Артём со скуки – и чтобы позлить человеческую скотину – мерил камеру по диагонали взад-вперёд. Получалось девять шагов. На очередном повороте заметил, что путь, по которому ходит, по-иному отсвечивает: пол в этом месте натоптали такие же неугомонные узники, как и он.
Вспоминал, вперемешку, стихи и молитвы, которые должен бы знать, но, жаль, не знал до конца.
“…Раскаивался я и в том, и в этом дне! Как бы чистилище работало во мне!.. С невыразимою словами быстротою… я исповедовал себя… перед собою…”

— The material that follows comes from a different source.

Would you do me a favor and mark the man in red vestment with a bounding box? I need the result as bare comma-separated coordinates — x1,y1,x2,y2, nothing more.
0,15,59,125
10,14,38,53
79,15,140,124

…Делал дюжину проходов, незаметно переходил на новые строчки: тем более что сроду Артём ни в чём не раскаивался, и умения этого не имел, и слова, которые неведомо как запомнил наизусть, не значили для него ничего.
“…Мерещится, что вышла в круге снова… вся нечисть тех столетий темноты… – Артём разворачивался на каблуках, пришёптывая: – Кровь льётся из Бориса Годунова… у схваченных… ломаются хребты…”
Некоторое время гулял с нечистью на устах, хрустя словом “хребты”, как сахаром. Всё косился на Горшкова, но тот лежал, закрыв глаза. Вдруг менял стихи на куцые обрывки того, что слышал на скучных ему церковных службах или от давно перемерших бабок своих.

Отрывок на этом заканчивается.